The Wound Care and Hyperbaric Center specializes in treating complicated, non-healing and slow-healing wounds, such as diabetic ulcers, arterial ulcers, trauma wounds, burns, gangrene and surgical wounds. “Treating the wound is just one part of what we do here,” says Rebecca Ledford, CWCMS, CCMSCP, program administrator at the Wound Care and Hyperbaric Center at CHRISTUS Southeast Texas Outpatient Center Mid County. “We spend a lot of time educating our patients about how to manage their wounds at home and prevent additional injuries from taking place.”

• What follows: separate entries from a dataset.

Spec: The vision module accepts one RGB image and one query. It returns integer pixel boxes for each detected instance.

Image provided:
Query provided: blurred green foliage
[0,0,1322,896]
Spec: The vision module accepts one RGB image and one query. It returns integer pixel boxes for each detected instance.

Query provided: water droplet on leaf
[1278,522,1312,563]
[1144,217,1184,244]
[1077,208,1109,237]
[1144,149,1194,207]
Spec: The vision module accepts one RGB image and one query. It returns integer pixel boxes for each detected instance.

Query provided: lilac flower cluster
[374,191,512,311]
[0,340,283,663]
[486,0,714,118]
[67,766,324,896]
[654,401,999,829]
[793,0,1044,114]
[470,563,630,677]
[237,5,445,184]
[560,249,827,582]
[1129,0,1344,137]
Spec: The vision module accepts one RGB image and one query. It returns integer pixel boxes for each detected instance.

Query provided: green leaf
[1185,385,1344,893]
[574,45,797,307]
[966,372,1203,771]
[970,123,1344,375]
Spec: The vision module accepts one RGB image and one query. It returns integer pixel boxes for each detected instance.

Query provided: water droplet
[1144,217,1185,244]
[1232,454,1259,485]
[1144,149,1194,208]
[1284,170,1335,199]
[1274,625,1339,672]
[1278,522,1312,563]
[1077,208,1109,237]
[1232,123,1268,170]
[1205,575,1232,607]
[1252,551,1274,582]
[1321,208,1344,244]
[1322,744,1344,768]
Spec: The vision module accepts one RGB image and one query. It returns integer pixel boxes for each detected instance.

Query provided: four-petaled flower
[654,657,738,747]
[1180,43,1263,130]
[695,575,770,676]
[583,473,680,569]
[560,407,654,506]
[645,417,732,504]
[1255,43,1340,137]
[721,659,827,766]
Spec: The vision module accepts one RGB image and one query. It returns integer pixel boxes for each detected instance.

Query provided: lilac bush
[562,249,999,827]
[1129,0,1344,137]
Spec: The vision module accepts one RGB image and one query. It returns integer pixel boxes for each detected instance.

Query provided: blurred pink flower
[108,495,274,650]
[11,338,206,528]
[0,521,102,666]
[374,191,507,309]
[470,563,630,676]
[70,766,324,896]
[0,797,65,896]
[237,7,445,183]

Last year, the center added four new hyperbaric chambers, which the team uses to administer pressurized oxygen therapy to patients with hard-to-heal wounds. “These chambers are excellent for helping patients with diabetic wounds, trauma, gangrene, non-healing surgical wounds or carbon monoxide poisoning and anyone else who may experience poor healing,” Rebecca says. “This equipment, combined with our expertise, means many of our patients overcome wounds that they thought would be with them for the rest of their lives.”

ON THE MEND

After receiving skin grafts and working with the team at the Wound Care and Hyperbaric Center, Demetrius’ foot is finally back to the way it was before the accident. “My wife and I followed Rebecca’s instructions to a T,” Demetrius says. “As a result, my foot finally started to improve rather than get worse. I can’t thank the staff enough for all their hard work.”